Raines sniffed. “That’s absurd. And presumptuous, really. Homo sapiens was about the most self-deadly variation in the theme of life. The species insulated itself from physical stress for so long that what few individuals survived the destruct
ion of technology would have been totally unable to live on their own. No, the present-day primates are descended from those in wilderness estates at the time mankind did itself in.”
She laughed softly at the look on Wil’s face. “You have no business making value judgments on the dragons, Mr. Brierson. Theirs is a beautiful variation. It’s survived half a million years—almost as long as Man’s experiment with fire. The starter-pyres began as small piles of glitter, a kind of sexual display for the males. The first fires were accidental, but the adaptation has been refined over hundreds of thousands of years. It doesn’t provide them with all their food, or even most of it. But it’s an extra advantage. As a mating ritual, it even survives climatic wet spells. When summers are dry again, it is still ready to use.
“This is how fire was meant to be used, Mr. Brierson. The dragons have little impact on the average tonnage burned; they just redistribute the fires to their advantage. Their way is self-limiting, fitting the balance of nature. Man perverted fire, used it for unlimited destruction.”

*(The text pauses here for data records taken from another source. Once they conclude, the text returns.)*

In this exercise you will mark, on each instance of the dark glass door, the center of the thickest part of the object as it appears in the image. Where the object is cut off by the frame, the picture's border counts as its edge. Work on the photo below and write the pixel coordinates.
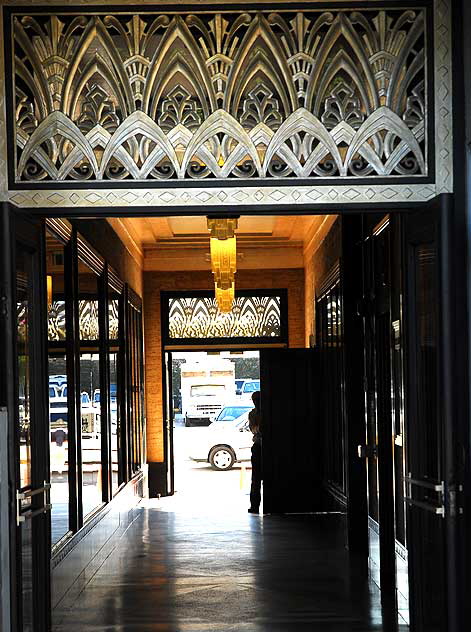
(292, 431)
(426, 478)
(30, 431)
(379, 393)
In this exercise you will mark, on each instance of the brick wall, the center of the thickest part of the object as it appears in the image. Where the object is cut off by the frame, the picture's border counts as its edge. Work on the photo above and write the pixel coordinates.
(155, 282)
(317, 265)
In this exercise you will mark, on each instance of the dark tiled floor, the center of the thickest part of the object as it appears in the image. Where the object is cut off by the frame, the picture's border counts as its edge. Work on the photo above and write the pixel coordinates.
(181, 572)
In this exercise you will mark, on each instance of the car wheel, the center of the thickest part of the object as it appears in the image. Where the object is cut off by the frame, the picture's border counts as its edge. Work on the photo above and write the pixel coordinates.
(221, 458)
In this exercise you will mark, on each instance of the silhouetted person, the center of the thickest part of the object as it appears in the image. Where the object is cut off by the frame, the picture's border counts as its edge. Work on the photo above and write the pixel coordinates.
(255, 425)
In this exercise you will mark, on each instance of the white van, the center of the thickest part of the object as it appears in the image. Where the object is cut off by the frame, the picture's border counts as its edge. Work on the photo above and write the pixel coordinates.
(206, 387)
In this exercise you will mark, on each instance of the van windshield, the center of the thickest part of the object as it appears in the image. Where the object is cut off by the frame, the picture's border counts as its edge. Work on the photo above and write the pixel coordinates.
(207, 390)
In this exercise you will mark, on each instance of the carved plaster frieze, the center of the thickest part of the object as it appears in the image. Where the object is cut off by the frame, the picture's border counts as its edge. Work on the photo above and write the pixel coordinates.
(159, 199)
(236, 95)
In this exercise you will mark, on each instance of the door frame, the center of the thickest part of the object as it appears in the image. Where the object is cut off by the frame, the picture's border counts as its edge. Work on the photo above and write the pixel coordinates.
(29, 233)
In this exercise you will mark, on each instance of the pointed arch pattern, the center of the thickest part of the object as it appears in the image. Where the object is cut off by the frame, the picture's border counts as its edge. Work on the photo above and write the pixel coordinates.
(312, 94)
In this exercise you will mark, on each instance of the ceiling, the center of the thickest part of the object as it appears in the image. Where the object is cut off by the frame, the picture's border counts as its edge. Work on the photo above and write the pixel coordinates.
(182, 243)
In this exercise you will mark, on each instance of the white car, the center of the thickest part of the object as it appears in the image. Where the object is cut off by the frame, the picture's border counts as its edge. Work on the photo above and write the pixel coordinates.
(223, 443)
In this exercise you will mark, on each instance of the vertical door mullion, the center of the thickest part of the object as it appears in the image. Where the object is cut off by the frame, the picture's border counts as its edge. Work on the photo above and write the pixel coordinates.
(123, 387)
(40, 439)
(74, 416)
(103, 328)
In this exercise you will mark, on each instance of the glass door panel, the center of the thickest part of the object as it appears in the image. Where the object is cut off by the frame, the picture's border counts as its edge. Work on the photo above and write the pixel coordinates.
(23, 340)
(30, 431)
(57, 388)
(90, 395)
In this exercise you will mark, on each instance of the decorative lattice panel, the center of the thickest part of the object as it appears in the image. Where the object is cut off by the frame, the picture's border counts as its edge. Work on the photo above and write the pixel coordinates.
(251, 317)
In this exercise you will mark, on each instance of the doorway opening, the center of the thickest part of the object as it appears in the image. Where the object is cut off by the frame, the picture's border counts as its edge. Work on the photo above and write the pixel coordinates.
(211, 397)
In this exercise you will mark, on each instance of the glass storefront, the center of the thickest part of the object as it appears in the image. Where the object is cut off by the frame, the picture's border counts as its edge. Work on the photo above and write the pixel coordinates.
(95, 423)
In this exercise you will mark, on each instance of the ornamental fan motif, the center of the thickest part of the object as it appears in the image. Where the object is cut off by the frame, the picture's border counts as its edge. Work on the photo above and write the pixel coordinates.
(250, 317)
(308, 94)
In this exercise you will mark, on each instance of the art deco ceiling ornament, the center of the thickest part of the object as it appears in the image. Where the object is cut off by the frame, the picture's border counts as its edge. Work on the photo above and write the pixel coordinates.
(223, 260)
(310, 94)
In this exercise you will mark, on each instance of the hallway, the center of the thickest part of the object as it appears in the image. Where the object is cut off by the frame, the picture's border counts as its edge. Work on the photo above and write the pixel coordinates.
(178, 570)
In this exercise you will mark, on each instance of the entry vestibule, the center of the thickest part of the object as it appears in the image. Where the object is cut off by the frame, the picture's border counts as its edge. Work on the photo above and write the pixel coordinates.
(137, 126)
(383, 241)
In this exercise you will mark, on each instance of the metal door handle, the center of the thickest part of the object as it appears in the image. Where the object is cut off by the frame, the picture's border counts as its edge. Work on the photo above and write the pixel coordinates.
(22, 516)
(439, 488)
(27, 515)
(367, 451)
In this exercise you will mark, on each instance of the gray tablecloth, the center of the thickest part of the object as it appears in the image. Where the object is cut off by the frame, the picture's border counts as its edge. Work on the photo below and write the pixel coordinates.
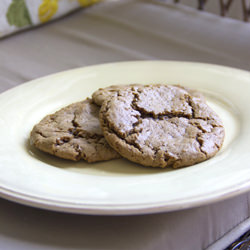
(121, 31)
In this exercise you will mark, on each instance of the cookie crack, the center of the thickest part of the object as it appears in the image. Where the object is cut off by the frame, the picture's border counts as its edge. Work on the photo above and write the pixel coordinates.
(197, 138)
(166, 114)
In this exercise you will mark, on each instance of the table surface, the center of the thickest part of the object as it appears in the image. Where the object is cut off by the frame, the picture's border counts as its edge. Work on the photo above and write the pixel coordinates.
(111, 32)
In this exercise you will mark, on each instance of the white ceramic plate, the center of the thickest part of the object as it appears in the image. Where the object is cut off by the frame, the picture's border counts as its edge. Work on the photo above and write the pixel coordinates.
(119, 186)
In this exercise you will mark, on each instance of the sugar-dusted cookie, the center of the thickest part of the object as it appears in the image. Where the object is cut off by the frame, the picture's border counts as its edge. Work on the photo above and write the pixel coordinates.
(161, 126)
(100, 95)
(73, 133)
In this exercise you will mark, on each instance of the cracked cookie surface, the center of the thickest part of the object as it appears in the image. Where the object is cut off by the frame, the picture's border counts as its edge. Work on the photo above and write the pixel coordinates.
(100, 95)
(161, 126)
(73, 133)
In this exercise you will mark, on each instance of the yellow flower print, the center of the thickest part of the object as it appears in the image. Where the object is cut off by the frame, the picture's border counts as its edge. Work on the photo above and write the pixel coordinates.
(85, 3)
(47, 9)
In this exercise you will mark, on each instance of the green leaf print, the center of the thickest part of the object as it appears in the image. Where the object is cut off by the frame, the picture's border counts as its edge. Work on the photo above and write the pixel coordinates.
(18, 14)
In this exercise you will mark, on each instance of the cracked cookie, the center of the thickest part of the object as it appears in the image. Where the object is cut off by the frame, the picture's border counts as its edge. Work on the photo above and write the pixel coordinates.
(161, 126)
(73, 133)
(100, 95)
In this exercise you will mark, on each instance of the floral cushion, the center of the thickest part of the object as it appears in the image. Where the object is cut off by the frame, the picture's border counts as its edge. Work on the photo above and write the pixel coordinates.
(20, 14)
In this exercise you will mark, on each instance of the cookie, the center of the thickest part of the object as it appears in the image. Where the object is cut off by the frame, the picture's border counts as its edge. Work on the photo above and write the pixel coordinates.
(161, 126)
(73, 133)
(100, 95)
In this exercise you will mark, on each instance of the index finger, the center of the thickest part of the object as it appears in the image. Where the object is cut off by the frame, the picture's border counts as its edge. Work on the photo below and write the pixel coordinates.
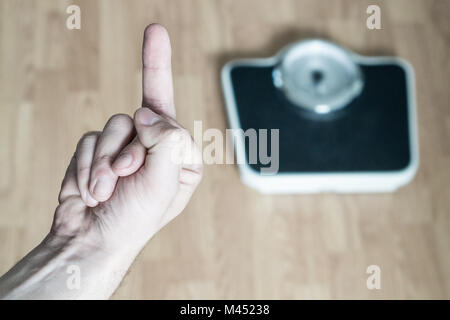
(157, 86)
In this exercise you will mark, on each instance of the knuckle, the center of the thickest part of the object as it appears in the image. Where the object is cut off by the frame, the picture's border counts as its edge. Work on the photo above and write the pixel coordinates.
(101, 161)
(120, 120)
(88, 139)
(83, 171)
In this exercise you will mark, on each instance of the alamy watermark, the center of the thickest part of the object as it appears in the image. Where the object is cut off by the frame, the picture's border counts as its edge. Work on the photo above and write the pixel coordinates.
(218, 147)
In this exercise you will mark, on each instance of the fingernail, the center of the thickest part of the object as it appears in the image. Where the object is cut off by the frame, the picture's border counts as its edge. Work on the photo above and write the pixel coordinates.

Every one crazier than the last, thought Wil. Monica Raines sat surrounded and served by the fruits of that “perversion,” and all she could do was bitch. She sounded like something out of the twentieth century. “So you don’t believe Juan Chanson’s theory that man was exterminated by aliens?”
“There’s no need for such an invention. Can’t you see, Mr. Brierson? The trends were all there, undeniable. Mankind’s systems grew more and more complicated, their demands more and more rapacious. Have you seen the mines the Korolevs built west of the Inland Sea? They stretch for dozens of kilometers—open pits, autons everywhere. By the late twenty-second century, that’s the scale of resources demanded by a single individual. Science gave each human animal the presumption to act like a little god. The Earth just couldn’t take it. Hell, I’ll bet there wasn’t even a war. I’ll bet the whole structure collapsed under its own weight, leaving the rapists at the mercy of their victim—nature.”